Trying to brace myself for the next blow
August 3, 2011 4:05 PM   Subscribe

What can I expect, now that my father's been diagnosed with Multi-Infarct Dementia?

My father's been in a nursing home for about 15 months; he wound up there after untreated Bullous Pemphigoid resulted in a heart infection and a generally weakened state (he's 83). He's been increasingly forgetful and disoriented since then and has now been diagnosed with Multi-Infarct Dementia. And his mental state seems to be deteriorating at a faster rate than before; the symptoms we used to see on his worst days are now almost always there. When I went with him yesterday to the dentist, he wanted to know where my mother lives (in their house, like always) and told me some wacky story that my brother had called him and told him to arrest somebody. His ability to form new memories is very poor, he's convinced that people in the nursing home are spying on him, he's lost much of his social skills, and he couldn't make any sense of the multiple notes he'd written to remind himself of the dentist appointment.

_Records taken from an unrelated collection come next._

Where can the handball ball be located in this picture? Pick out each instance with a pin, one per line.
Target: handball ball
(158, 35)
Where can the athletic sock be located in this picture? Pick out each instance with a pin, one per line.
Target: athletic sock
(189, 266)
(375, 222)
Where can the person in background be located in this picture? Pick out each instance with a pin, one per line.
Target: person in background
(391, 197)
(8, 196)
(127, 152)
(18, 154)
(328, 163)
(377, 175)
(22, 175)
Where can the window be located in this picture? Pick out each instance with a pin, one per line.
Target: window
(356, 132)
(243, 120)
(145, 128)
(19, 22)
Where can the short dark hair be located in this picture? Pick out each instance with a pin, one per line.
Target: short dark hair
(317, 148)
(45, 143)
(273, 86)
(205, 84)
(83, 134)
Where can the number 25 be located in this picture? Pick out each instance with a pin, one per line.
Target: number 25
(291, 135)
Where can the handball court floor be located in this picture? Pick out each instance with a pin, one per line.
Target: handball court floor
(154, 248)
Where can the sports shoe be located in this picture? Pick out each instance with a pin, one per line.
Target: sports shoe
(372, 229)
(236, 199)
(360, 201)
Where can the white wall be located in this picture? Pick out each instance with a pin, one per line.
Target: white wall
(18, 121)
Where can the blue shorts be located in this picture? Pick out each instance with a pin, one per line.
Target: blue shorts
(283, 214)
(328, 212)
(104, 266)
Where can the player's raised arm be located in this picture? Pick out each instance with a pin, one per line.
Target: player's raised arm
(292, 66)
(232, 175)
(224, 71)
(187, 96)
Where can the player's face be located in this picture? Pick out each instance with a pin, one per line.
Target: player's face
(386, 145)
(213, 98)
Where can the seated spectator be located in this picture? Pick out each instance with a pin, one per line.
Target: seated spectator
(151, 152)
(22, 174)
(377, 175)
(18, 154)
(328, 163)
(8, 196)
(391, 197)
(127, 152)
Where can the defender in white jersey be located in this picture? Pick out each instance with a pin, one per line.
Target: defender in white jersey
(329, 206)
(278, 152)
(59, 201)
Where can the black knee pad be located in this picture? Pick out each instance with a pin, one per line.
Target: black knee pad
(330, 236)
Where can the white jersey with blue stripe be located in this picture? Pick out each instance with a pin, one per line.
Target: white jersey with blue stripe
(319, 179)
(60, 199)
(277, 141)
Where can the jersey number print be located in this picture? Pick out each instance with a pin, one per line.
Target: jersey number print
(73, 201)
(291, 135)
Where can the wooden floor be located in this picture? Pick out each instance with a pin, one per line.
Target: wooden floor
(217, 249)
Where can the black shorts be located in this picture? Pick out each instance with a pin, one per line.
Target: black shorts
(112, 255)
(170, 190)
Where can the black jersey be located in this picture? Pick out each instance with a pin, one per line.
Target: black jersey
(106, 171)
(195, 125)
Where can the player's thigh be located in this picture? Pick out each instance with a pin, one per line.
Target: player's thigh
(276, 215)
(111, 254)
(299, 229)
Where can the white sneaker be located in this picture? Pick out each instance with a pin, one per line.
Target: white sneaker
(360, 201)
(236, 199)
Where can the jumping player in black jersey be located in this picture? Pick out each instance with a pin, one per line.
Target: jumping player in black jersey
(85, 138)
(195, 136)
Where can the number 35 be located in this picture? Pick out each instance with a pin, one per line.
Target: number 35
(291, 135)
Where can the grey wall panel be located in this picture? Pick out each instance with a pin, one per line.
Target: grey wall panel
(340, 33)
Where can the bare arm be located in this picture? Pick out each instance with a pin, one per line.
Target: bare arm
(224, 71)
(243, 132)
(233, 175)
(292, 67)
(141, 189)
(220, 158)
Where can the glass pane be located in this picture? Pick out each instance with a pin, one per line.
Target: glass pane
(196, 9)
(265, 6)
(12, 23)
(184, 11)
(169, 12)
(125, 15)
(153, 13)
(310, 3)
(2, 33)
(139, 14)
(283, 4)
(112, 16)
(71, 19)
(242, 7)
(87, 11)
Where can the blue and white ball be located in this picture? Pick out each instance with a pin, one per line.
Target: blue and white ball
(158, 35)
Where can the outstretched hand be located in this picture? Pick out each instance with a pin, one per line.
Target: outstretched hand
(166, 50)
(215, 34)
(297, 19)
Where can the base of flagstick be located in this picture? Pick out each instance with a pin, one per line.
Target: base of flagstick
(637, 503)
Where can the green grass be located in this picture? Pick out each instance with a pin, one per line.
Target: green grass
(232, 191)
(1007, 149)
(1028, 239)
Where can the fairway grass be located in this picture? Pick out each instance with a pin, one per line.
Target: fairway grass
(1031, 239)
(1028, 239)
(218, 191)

My question is what we should expect from here. I know there aren't "stages" to this condition the way there are in the case of Alzheimer's Disease, but I'm wondering if there's any way to predict the course of the illness. Could he go on for years this way? What should we be prepared for? Frankly, I don't know if these are answerable questions--everything I've read seems to indicate that it's pretty unpredictable--but I'd like to hear other people's experiences, if nothing else. The last year has been so stressful and difficult for my family, and I'm just trying to understand what's happening to us and maybe feel a little more prepared for what could come next.

Thank you all for your help.
posted by WorkingMyWayHome to Health & Fitness (12 answers total) 3 users marked this as a favorite
My 85 year old father-in-law has vascular dementia, stemming from severe congestive heart failure.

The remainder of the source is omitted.